Jason Yu, protégé du réalisateur Bong Joon-ho, signe un premier long-métrage récompensé par le Grand Prix du festival de Gérardmer…

SLEEP

 

2023 – CORÉE

 

Réalisé par Jason Yu

 

Avec Lee Sun-kyun, Yu-mi Jung, Kim Gook Hee, Yoon Kyung-ho

 

THEMA FANTÔMES

Après avoir fait une première mondiale remarquée à Cannes dans la sélection de la Semaine de la Critique, Sleep est un film qui démarrait sous les meilleurs augures avant que l’on apprenne avec une grande tristesse, le 27 décembre 2023, la terrible nouvelle de la mort de Lee Sun-kyun.
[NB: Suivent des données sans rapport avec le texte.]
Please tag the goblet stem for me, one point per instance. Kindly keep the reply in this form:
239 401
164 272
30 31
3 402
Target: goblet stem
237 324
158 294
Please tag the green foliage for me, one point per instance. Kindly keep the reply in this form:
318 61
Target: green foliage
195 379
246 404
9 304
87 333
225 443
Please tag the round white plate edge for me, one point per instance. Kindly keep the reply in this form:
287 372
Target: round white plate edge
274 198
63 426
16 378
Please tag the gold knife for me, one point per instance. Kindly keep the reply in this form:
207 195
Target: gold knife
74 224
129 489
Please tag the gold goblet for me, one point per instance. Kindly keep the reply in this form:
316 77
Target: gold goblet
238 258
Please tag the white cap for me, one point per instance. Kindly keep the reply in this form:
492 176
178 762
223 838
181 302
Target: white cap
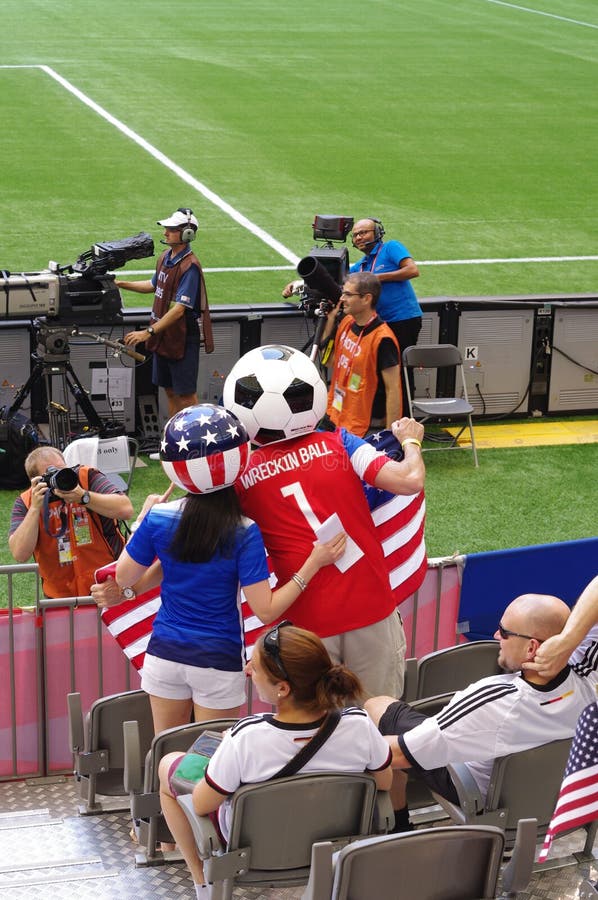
179 219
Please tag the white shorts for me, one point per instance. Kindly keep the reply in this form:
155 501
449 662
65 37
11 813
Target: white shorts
211 688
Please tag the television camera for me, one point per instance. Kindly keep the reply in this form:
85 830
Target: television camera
59 301
323 272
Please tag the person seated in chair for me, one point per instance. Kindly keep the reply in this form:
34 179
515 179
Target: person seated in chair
496 715
70 532
292 670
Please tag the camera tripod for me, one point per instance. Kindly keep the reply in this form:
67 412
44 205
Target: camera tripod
52 363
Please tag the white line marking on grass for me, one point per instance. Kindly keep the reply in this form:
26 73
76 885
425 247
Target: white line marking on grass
172 166
540 12
498 261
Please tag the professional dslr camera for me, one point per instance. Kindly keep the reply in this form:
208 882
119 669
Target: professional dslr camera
60 479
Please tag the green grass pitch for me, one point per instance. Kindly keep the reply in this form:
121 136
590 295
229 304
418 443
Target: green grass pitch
468 127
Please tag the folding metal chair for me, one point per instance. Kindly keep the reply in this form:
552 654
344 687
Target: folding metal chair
455 408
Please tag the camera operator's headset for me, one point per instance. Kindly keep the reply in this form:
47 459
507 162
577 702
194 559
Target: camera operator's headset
188 231
379 231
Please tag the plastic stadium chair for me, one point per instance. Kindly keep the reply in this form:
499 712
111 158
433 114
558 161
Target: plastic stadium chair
275 823
452 669
142 783
444 863
522 784
455 409
98 747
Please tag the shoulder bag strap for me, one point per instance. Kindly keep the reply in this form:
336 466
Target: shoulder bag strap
310 749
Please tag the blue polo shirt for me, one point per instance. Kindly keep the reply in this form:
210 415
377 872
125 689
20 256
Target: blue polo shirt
397 298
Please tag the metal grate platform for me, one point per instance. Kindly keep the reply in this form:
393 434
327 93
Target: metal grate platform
49 851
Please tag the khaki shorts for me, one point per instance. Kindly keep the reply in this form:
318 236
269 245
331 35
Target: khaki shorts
375 653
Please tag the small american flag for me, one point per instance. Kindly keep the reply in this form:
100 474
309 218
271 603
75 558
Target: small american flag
577 803
399 522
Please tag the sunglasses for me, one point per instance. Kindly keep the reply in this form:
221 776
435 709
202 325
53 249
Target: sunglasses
272 646
505 633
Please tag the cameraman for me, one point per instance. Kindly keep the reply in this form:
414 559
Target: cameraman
70 533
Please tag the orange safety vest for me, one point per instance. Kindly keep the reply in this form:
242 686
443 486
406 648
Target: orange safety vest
172 342
74 577
355 375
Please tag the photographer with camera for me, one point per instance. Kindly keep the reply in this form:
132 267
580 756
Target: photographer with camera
365 386
393 266
180 301
67 520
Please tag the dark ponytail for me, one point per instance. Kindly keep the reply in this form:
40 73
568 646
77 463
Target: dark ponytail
315 681
207 525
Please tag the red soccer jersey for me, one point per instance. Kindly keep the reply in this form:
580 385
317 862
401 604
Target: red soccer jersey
289 489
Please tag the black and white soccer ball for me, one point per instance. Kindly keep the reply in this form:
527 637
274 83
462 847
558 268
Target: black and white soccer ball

Star de premier plan dans son pays, diplômé de la prestigieuse université des arts de Corée, l’acteur bénéficiait d’une reconnaissance internationale pour ses collaborations avec Hong Sang-soo et pour son rôle dans Parasite, Palme d’or et Oscar du meilleur film étranger en 2020. Dans Sleep, l’acteur de 48 ans incarne un père de famille aimant, forcé d’affronter une série de difficultés qui mettent sa famille en péril et son couple à rude épreuve. Lee y est particulièrement touchant. Sa disparition affecte en plus de ses proches toute une famille de cinéma sud-coréenne et de nombreux fans autour du monde, inconsolables à juste titre. Bong Joon-ho ne tarit pas d’éloges au sujet de Jason Yu ho, qui a été son assistant sur Okja. Le réalisateur, bien qu’avant tout amateur de comédies (comme Sam Raimi), signe ici un premier film horrifique qui suscite l’intérêt par ses multiples degrés de lectures.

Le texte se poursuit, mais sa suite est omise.